وَلِكُلٍّ وِجْهَةٌ هُوَ مُوَلِّيها فَاسْتَبِقُوا الْخَيْراتِ أَيْنَ ما تَكُونُوا يَأْتِ بِكُمُ اللَّهُ جَمِيعاً إِنَّ اللَّهَ عَلى كُلِّ شَيْءٍ قَدِيرٌ

Artinya : “Dan bagi tiap-tiap umat ada kiblatnya (sendiri) yang ia menghadap kepadanya. Maka berlomba-lombalah (dalam membuat) kebaikan. Di mana saja kamu berada pasti Allah akan mengumpulkan kamu sekalian (pada hari kiamat). Sesungguhnya Allah Maha Kuasa atas segala sesuatu”. (Q.S Al-Baqarah : 148)

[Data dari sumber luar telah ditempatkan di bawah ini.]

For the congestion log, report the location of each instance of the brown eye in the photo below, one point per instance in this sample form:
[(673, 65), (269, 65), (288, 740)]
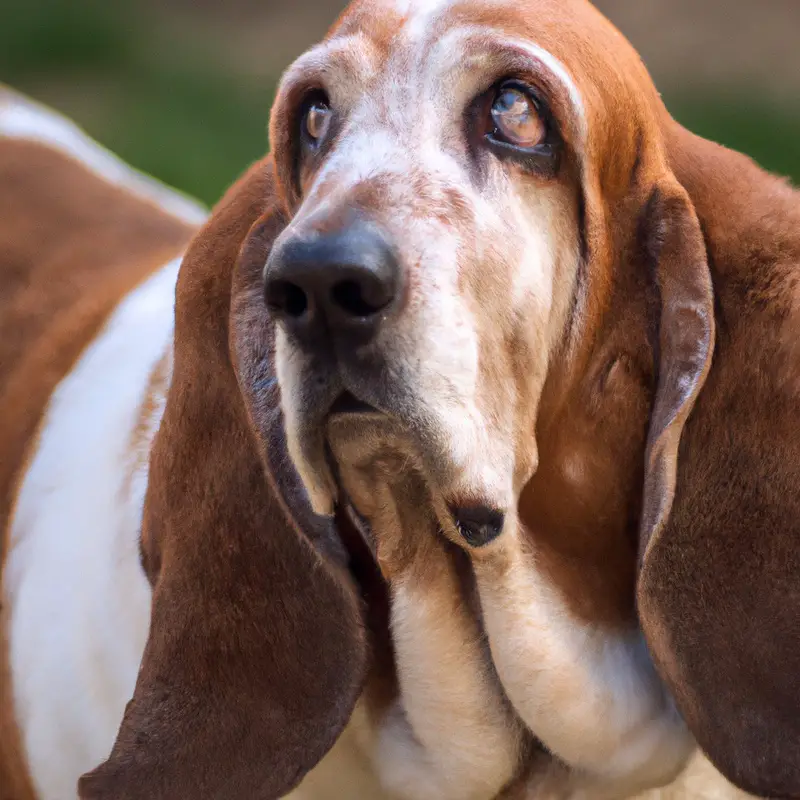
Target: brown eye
[(516, 118), (318, 121)]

Dalam ayat ini, yang dibahas bukan sekedar interval kecepatan, tapi juga strategi untuk mencapai interval tersebut. Dalam melakukan kebaikan, manusia diperintah menggunakan lafaz Fastabiquu yang artinya, berlomba – lombalah. Dalam Tafsir Al-Khazin, kata ini ditafsiri :

أي بادروا بالطاعات وقبول الأوامر وفيه حث على المبادرة إلى الأولوية والأفضلية

“Artinya, saling mendahuluilah kalian dalam ibadah dan melaksanakan perintah Allah, didalamnya terkandung dorongan untuk saling mendahului dalam keutamaan dan derajat pahala”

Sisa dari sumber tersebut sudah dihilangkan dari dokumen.